Together with two research colleagues, Vladimir Kutcherov has simulated the process involving pressure and heat that occurs naturally in the inner layers of the earth, the process that generates hydrocarbon, the primary component in oil and natural gas.

The degree of accuracy in finding oil is enhanced dramatically – from 20 to 70 percent.

The successful production of complex hydrocarbons with in a completely sterile environment also bring biotic oil deposit theory into serious question. The formation of oil deposits from biota requires lateral migration.

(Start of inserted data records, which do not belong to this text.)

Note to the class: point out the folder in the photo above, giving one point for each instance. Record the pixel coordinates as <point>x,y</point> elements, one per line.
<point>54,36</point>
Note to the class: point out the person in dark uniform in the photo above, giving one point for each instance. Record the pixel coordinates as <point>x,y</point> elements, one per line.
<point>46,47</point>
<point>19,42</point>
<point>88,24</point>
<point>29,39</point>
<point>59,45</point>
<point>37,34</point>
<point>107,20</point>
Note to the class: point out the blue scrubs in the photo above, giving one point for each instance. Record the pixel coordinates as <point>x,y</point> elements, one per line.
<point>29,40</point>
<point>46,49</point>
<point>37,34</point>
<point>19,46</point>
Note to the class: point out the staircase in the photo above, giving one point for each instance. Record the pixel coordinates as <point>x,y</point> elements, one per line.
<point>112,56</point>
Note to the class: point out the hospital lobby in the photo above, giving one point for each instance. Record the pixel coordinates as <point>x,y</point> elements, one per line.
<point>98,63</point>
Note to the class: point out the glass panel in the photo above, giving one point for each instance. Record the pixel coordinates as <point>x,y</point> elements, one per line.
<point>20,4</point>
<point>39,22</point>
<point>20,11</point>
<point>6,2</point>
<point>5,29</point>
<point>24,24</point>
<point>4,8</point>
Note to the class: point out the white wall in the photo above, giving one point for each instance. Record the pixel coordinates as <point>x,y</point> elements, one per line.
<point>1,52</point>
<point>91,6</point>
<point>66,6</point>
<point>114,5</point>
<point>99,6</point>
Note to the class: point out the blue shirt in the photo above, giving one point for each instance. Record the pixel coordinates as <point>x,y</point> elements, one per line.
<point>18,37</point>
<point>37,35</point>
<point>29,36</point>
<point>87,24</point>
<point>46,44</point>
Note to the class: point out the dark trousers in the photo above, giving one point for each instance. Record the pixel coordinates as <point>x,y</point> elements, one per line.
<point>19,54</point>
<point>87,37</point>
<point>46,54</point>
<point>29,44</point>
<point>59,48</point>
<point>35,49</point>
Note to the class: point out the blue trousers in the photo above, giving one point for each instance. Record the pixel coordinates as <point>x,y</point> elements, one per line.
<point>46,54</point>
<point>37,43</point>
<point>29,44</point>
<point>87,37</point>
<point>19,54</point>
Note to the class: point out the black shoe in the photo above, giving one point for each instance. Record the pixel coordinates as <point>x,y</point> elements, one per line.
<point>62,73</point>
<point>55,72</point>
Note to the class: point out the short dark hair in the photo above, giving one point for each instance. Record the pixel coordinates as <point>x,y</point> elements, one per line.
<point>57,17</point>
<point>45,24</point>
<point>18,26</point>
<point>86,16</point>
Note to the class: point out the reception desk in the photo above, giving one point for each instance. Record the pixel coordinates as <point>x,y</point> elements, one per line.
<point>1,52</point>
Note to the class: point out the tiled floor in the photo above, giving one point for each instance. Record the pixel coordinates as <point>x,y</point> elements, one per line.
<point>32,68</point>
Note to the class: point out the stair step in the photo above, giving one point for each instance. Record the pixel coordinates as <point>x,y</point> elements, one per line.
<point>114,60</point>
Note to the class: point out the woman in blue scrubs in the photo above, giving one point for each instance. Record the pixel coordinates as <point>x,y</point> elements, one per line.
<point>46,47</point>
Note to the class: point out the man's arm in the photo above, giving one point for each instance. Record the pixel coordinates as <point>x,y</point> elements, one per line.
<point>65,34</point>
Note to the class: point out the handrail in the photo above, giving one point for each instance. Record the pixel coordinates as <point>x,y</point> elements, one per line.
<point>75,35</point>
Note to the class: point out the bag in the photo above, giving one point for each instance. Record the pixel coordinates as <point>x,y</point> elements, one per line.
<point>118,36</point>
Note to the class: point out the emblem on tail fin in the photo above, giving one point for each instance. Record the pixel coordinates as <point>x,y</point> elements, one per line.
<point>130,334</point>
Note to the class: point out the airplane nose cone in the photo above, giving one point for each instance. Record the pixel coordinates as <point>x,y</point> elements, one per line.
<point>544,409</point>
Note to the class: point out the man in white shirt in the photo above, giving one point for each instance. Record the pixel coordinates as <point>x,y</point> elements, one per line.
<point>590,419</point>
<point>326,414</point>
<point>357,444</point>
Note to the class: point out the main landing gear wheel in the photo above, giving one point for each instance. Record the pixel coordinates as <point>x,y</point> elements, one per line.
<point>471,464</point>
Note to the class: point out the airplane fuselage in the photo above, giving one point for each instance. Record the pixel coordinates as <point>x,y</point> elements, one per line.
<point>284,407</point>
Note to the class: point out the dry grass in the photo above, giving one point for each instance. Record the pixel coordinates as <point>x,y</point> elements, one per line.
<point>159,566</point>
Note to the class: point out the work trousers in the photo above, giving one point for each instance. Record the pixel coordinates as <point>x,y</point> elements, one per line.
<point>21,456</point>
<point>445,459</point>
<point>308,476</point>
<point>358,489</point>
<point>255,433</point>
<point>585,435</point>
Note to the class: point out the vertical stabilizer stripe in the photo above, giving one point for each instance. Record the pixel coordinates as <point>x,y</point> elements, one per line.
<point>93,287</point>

That can’t happen according to these new discovered mechanisms.

Hydrocarbon compounds generate in the asthenosphere of the Earth and migrate through the deep faults into the crust of the Earth. There they form oil and gas deposits in any kind of rock in any kind of the structural position (Fig. 2). Thus the accumulation of oil and gas is considered as a part of the natural process of the Earth’s outgrassing, which was in turn responsible for creation of its hydrosphere, atmosphere and biosphere.

A scheme for the genesis of hydrocarbons and petroleum deposit formation (fig. 2)

The most convincing evidence of the above mentioned mechanism of oil and gas deposit formations is the existence of such giant gas fields as Deep Basin, Milk River, and San Juan. They are located in Alberta, Canada, and Colorado, United States. The formation of these giant gas fields questions the existence of any lateral migration of oil and gas during the oil and gas accumulation process.

The discovery of these extremely large and deep deposits actually challenges the theory of biotic petroleum formation, which we have never yet successfully demonstrated.